During that time, Woodson County Prime pumped up production and hired additional staff to navigate the influx of processing orders and incoming calls.
“We’re currently booked up until January 2022,” Hood said. “Around April to May is when we really started to get slammed with calls from people trying to schedule dates and from then on the schedule filled up very quickly.”
At the beginning of the COVID-19 pandemic, Hood said she was usually scheduling dates three to four months in advance. Today, most dates are more than a year out, even for the owners of the business..
“Even for my owners, I’m having to tell them to schedule their dates further out because we don’t cater to them — there’s an even playing field for everyone,” Hood said. “We had several people come to us who had been turned away at other lockers or lost their dates to customers offering more money to be pushed to the top of the list.”
While the majority of the influx of calls were coming from the packer’s regular customers hoping to secure extra dates for livestock that would normally be destined for larger plants, Hood said Woodson County Prime also saw an increase in new customers from near and far.
“I would get probably 10 to 15 calls a day asking about our next availability — so many that I couldn’t answer them all and keep everything else going,” Hood said. “I would estimate that about 20% of that increase in calls were new and out-of-state customers.”
Of the 20% new customers, Hood estimates 15% are trying to sell retail cuts direct from the farm.

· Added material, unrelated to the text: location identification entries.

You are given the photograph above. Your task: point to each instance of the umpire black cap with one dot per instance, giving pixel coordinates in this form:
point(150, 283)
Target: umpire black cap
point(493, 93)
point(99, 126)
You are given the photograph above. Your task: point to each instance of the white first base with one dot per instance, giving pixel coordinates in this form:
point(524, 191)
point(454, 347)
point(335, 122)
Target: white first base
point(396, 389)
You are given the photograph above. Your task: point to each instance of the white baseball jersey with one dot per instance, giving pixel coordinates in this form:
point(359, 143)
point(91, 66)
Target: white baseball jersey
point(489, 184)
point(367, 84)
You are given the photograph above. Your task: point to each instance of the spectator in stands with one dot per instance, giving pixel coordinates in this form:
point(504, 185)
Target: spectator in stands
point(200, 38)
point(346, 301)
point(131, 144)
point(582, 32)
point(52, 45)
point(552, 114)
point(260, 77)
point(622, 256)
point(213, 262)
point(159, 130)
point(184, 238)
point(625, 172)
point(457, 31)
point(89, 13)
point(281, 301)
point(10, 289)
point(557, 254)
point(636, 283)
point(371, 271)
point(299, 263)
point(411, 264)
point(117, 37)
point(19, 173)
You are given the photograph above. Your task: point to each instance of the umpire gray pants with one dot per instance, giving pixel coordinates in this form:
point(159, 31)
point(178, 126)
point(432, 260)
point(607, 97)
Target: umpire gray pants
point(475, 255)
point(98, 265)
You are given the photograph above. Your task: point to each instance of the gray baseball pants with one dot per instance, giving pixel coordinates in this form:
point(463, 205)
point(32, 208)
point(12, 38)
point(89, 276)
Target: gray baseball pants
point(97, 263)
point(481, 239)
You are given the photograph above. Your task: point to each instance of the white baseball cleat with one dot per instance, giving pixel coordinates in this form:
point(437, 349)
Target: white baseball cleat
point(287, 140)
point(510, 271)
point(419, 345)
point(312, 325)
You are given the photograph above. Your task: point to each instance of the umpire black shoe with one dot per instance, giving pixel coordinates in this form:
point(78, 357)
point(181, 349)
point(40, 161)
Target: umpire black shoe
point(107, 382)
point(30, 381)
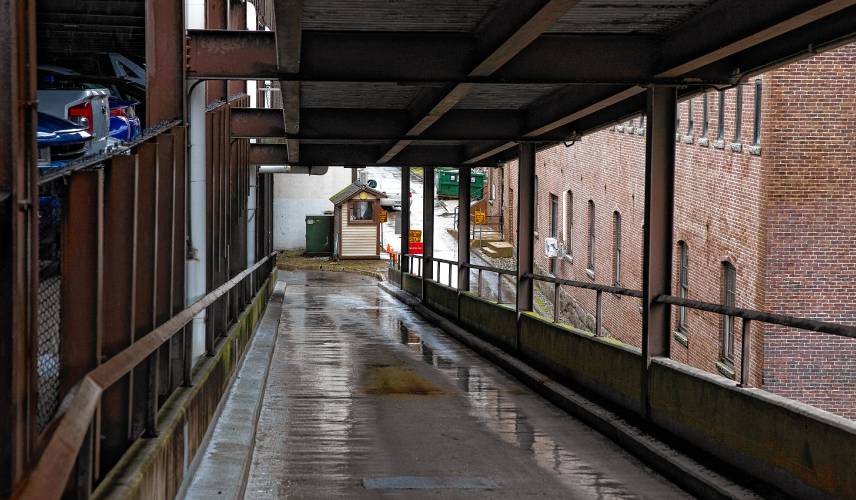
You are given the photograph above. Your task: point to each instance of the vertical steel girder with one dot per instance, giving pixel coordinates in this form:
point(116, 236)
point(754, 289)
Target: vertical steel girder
point(658, 227)
point(427, 226)
point(464, 199)
point(405, 219)
point(525, 226)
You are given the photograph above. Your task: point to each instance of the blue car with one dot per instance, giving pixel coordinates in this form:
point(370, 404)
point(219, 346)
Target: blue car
point(60, 141)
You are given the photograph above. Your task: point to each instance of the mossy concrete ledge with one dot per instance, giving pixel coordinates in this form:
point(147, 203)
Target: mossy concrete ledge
point(442, 298)
point(153, 468)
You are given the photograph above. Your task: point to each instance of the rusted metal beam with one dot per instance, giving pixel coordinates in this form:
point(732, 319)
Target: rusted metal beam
point(222, 54)
point(289, 36)
point(165, 52)
point(511, 44)
point(525, 227)
point(257, 123)
point(120, 194)
point(658, 227)
point(51, 472)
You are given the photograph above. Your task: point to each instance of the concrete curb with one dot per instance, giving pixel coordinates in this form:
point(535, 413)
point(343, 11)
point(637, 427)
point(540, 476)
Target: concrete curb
point(226, 453)
point(684, 471)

Woodson County Prime Meats is a USDA inspected facility, meaning the meat they process can be sold retail to consumers and shipped across state lines.
For producers interested in direct marketing beef, working with a USDA inspected processor provides more opportunities for selling in neighboring states.

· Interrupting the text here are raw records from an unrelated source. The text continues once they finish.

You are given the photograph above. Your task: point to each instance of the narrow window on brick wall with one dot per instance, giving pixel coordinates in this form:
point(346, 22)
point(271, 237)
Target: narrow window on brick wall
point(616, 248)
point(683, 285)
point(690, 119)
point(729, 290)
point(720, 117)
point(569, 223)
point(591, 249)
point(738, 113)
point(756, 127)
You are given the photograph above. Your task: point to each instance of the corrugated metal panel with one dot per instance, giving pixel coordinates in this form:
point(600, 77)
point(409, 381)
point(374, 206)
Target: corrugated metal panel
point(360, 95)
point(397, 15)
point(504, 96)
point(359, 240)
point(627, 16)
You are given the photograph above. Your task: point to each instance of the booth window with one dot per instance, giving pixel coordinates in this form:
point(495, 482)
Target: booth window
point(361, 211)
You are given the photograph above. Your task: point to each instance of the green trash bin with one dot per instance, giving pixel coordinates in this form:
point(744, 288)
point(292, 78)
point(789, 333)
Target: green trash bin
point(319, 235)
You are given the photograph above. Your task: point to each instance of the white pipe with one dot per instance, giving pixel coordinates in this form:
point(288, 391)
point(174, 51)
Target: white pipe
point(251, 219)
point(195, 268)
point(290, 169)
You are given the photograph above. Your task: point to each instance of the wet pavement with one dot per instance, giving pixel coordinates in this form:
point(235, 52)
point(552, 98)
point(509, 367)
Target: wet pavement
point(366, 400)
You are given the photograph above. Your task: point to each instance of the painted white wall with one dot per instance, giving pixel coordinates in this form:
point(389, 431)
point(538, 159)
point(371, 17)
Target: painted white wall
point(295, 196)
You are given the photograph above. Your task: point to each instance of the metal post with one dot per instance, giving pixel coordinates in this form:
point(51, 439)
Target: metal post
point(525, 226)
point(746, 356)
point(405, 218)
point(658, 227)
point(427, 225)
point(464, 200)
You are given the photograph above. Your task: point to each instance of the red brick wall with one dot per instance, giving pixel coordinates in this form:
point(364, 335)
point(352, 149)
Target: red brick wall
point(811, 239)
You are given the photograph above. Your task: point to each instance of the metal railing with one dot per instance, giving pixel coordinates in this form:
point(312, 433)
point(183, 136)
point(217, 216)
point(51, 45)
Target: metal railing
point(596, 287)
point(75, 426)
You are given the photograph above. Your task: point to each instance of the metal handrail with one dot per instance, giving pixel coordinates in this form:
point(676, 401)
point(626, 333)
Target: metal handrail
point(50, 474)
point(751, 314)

Woodson County Prime offers a wide variety of specialty cuts, custom labels for each farm and packaging options. But, those customizations are costly in time and efficiency during processing.
“We did have to bump up our inspection fees this year because of the additional processing,” Hood said. “USDA inspection itself is free but the added time it takes to weigh each individual package of beef, along with the added time for inspection on the floor, the extra labeling and paying the inspector overtime all cause increases in our bottom line.”
USDA inspection is a multi-step process where the inspector has to evaluate the processing at multiple stages. When producers opt for smaller packages, value added and specialty cuts, the volume of beef the packer can process in any given day quickly begins to drop.
Despite the additional processing and customization, Hood said the Woodson County Prime processing plant has steadily increased production from 15 to 16 animals per week to a max capacity of 25 animals per week. By extension, the packer’s impact on the community has also increased through meat distribution and additional long-term jobs.
The result is the fulfillment of goals the board of owners set in place when they initially purchased the locker.
“When the owners initially bought this place, their goal was not to make money,” Hood said. “They wanted to make sure the processing plant would stay here and provide jobs for the town. We’re happy to have accomplished that goal.”